Le fonds souverain norvégien, le plus important au monde, a engrangé 160 milliards d’euros depuis le début de l’année, soit l’équivalent du déficit annuel français en trois mois d’investissement. Un rendement de 9,4 %, du jamais-vu dans l’histoire du fonds en couronnes, porté notamment par les valeurs technologiques asiatiques.
Le GPFG a annoncé mercredi un gain de 1 753 milliards de couronnes, environ 160 milliards d’euros, depuis janvier. Le chiffre tranche avec les trois premiers mois de l’année, marqués par une perte de 58 milliards d’euros et une volatilité considérable des marchés mondiaux. Fin juin, la valeur totale du fonds atteignait 22 683 milliards de couronnes, soit 2 071 milliards d’euros, l’équivalent de plus des deux tiers de la dette nationale française.
Le directeur du fonds, Nicolai Tangen, membre du Forum économique mondial attribue la performance aux bonnes tenues des marchés actions, en particulier des valeurs technologiques asiatiques.

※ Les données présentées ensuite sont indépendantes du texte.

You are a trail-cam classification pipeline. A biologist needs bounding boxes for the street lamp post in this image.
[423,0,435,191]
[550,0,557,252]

En tête, le taïwanais TSMC, dont le titre a progressé de 60 % en 2025, indispensable à l’écosystème du cloud et de l’intelligence artificielle. La demande dépasse la production, à tel point que l’investissement des entreprises technologiques, initialement prévu à 530 milliards de dollars pour 2026 et 615 milliards pour 2027, a déjà franchi les 700 milliards de dollars.
Sept mille entreprises, cinq milliards de barils
Le fonds détient des participations dans près de 7 100 entreprises et contrôle en moyenne 1,5 % de chaque société cotée sur la planète. Alimenté par les revenus pétroliers de l’État norvégien, il était investi fin juin à 72,1 % en actions et 25,8 % en obligations. La Norvège dispose pour rappel de 5 milliards de barils de pétrole et d’environ 1 200 milliards de mètres cubes de gaz de réserve, une manne que l’État ponctionne chaque année à hauteur de plusieurs dizaines de milliards, près de 45 milliards d’euros en 2025.
Tangen tempère l’euphorie
Le directeur du fonds a lui-même rappelé mardi qu’aucune fortune de cette ampleur n’avait jamais été conservée durablement dans l’histoire, évoquant un risque de disparition qu’il juge pas totalement improbable. Une prudence nourrie par la crainte d’une bulle de l’intelligence artificielle, susceptible selon lui de provoquer une crise comparable à celle de 1929. Une étude du cabinet Bain, publiée en septembre 2025, chiffre à 800 milliards de dollars annuels le déficit attendu entre les investissements engagés dans l’IA et les revenus effectivement générés d’ici la fin de la décennie. OpenAI, dont les revenus annuels avoisinent 13 milliards de dollars, prévoit à elle seule de consommer plus de 100 milliards de trésorerie d’ici 2029.
Selon Bank of America, la frénésie de construction de data centers absorbe désormais entre 100 % et 115 % du flux de trésorerie d’exploitation des géants du cloud sur la période 2026-2028, un niveau jamais atteint, y compris lors des déploiements de la 4G ou de la 5G, où la barre des 70 % n’avait jamais été franchie. La martingale norvégienne, aussi vertigineuse soit-elle, reste donc suspendue à la capacité bien réelle de ces entreprises à transformer un jour ces promesses en profits.